From burnished ceramics to needlepoint, the second article introduces the critic, social commentator, editor of Harper’s magazine from 1947 to 1967, and avowed embroiderer, Russell Lynes. Joseph McBrinn (our Book Review Editor) discusses Lynes’ contribution to debates about needlework’s position within the hierarchy of the arts and the craft’s popularity in the 1950s, and provides an overview of the postwar culture of panic in the USA prompted by men practicing embroidery. Lynes’ challenge to this status quo often took the form of direct parody of his contemporary, and hugely influential critic of the day, Clement Greenberg, who insisted on craft and art’s separation. Craft—and in particular needlecraft—signified for Greenberg the banality of the middlebrow, and a lack of originality, seriousness and authority; all things that he felt art should be. Whether it was through articles that poked fun at Greenberg’s rigid dichotomies between avant-garde and kitsch or a New York exhibition of needlepoint designs produced by notable artists of the era, McBrinn shows how Lynes explored the ambiguities of postwar US male subjectivity through an investigation of stitching’s relation to both modern art works and, more importantly, the discourses surrounding them.

Our third article represents a continuation of the effort to foreground the importance of women in the history of modern craft. Travelling further back into the past, and before the mid-century women who featured in Pathmakers special issue (The Journal of Modern Craft, 8.2, July 2015), Caroline Riley introduces us to the work of Alice Austin, a photographer active from 1900 to the 1930s. In order to secure her status as a professional practitioner, Austin advocated photography as a craft, harnessing the term’s homespun, domestic connotations in order to secure commissions within familial environments. Riley’s article explores how Austin’s techniques and approach to the medium ran counter to developments within modernist “straight photography” favored by Alfred Stieglitz, and outlines the many challenges she faced. In addition, Riley describes Austin’s critical role in the development of the Boston Society of Arts and Crafts.

As usual, our Statement of Practice provides the opportunity for individual reflection on making, and in this issue Phoebe Cummings describes her peripatetic approach to working with clay. Her career in ceramics started with a declaration of bankruptcy, just months after graduating from the Royal College of Art. Equipped with one leftover bag of clay, Cummings explored the potential of using and reusing this same quantity of clay in a series of temporary, recursive installations: each time she finished an exhibition, the unfired clay could be returned to a state of use, ready for the next project. Cummings’ eloquent descriptions of her projects, from work inspired by the hostile landscapes of Greenland, to her two installations in Stoke-on-Trent’s monumental Spode China Hall, reveal a sensitivity to clay’s material qualities and its effectiveness as a metaphor for fading memory, the precariousness of skilled labor in postindustrial society, and reinvention.
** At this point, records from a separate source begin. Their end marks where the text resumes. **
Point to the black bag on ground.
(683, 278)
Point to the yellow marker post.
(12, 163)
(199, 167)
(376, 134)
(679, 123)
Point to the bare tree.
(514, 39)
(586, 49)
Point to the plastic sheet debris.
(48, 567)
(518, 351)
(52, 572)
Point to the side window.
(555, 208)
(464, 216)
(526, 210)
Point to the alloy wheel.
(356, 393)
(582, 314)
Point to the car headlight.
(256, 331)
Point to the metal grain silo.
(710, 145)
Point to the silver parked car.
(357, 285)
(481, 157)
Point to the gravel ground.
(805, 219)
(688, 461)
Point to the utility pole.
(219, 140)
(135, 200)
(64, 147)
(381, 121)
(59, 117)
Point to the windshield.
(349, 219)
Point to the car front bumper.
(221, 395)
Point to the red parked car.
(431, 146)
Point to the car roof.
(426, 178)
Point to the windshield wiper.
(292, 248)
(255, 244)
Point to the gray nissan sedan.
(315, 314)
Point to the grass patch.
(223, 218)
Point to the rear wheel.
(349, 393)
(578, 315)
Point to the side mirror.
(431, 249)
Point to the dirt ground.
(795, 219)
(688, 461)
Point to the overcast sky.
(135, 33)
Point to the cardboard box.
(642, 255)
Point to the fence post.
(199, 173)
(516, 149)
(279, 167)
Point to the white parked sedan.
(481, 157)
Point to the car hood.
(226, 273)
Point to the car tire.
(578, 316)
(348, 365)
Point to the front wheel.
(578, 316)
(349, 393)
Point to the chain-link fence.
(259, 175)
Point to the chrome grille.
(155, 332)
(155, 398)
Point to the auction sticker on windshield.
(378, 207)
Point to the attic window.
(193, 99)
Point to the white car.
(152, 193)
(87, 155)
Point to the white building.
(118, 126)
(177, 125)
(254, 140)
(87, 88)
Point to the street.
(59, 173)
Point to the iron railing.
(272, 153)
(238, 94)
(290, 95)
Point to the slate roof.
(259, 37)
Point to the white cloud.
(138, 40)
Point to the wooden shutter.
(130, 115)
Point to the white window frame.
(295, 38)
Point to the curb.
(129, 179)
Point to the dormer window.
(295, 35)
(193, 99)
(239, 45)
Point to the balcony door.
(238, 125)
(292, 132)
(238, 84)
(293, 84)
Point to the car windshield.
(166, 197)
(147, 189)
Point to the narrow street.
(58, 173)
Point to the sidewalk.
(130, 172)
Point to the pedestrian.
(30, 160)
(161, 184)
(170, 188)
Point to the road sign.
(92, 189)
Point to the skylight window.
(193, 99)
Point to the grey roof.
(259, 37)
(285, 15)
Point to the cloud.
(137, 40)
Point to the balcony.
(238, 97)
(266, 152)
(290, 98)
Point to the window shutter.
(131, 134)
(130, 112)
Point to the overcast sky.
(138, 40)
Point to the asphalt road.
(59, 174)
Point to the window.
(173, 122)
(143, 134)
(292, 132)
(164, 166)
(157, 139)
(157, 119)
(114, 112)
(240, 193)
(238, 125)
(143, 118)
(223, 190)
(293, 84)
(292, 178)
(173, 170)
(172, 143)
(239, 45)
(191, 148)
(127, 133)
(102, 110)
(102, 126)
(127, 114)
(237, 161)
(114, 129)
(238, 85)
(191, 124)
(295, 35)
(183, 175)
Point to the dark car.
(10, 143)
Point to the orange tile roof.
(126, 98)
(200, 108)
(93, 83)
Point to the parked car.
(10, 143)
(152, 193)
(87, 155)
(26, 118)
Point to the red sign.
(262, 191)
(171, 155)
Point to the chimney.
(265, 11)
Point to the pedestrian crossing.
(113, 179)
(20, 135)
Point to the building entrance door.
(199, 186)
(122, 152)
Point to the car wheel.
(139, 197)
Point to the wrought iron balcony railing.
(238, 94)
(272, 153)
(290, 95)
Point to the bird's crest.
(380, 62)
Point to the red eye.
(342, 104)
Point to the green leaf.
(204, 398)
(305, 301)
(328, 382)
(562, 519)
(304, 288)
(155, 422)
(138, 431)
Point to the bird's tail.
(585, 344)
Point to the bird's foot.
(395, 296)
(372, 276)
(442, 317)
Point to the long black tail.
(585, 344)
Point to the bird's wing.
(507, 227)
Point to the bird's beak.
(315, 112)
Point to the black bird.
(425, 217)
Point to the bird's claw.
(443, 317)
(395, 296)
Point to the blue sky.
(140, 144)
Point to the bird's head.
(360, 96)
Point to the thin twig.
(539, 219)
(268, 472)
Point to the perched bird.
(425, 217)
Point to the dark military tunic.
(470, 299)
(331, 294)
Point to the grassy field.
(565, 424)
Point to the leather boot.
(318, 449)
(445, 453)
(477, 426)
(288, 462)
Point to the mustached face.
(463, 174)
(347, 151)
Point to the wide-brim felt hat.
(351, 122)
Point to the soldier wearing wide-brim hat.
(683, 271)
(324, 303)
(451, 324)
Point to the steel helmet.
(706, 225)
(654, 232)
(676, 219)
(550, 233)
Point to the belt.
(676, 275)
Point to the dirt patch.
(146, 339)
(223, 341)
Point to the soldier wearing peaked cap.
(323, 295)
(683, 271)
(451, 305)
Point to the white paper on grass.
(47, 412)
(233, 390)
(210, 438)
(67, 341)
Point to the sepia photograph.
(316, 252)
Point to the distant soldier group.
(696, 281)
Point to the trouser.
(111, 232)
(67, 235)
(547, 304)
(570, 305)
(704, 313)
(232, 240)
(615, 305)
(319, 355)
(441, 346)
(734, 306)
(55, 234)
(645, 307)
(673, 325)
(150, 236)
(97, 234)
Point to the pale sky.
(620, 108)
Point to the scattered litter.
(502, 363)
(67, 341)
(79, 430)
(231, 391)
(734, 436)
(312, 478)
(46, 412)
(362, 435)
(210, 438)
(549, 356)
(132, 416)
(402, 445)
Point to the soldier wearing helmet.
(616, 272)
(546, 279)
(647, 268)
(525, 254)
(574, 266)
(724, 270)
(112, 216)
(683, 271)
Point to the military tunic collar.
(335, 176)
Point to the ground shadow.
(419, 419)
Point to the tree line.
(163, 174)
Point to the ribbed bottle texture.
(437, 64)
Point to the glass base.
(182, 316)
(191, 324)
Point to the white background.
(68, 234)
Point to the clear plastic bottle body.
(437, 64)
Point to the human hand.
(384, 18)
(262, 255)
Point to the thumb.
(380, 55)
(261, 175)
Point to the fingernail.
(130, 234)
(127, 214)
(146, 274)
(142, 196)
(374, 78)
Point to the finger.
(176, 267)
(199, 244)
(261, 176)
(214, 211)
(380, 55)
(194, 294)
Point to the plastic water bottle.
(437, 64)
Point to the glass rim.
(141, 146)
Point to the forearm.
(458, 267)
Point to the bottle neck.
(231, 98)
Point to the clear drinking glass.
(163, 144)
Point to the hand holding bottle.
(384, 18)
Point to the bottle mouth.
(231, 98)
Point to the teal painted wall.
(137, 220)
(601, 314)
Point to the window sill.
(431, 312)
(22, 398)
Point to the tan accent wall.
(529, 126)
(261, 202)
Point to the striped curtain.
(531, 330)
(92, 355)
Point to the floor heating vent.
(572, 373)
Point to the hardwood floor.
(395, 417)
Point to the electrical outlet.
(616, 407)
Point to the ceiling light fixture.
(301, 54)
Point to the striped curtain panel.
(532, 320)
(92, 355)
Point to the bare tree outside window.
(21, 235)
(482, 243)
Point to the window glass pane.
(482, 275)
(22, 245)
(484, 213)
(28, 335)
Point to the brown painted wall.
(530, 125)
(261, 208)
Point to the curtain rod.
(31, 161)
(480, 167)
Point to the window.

Our final feature article—the Primary Text and Commentary—returns the spotlight to one of modern craft’s well-known pioneering individuals: the calligrapher, influential teacher, and one-time member of Ditchling’s Guild of St Joseph and St Dominic, Edward Johnston. Yet, we do not read Johnston’s words, but instead those of one of his students, Margaret Alexander, who had private lessons with the calligrapher from 1930 to 1933. Given the huge influence Johnston’s teaching had on subsequent generations of calligraphers, scribes, bookbinders, engravers, and other practitioners, and anticipating the 100-year anniversary of his world-famous London underground typeface and “Bull’s-eye” logo in 2016, it is fitting to read a student’s perspective. In his commentary, Ewan Clayton, a former resident of Ditchling himself, provides remarkable insights into Johnston’s influence, incorporating fragments of the calligrapher’sreflections on his craft, his teaching philosophy, and his preference for thinking in threes.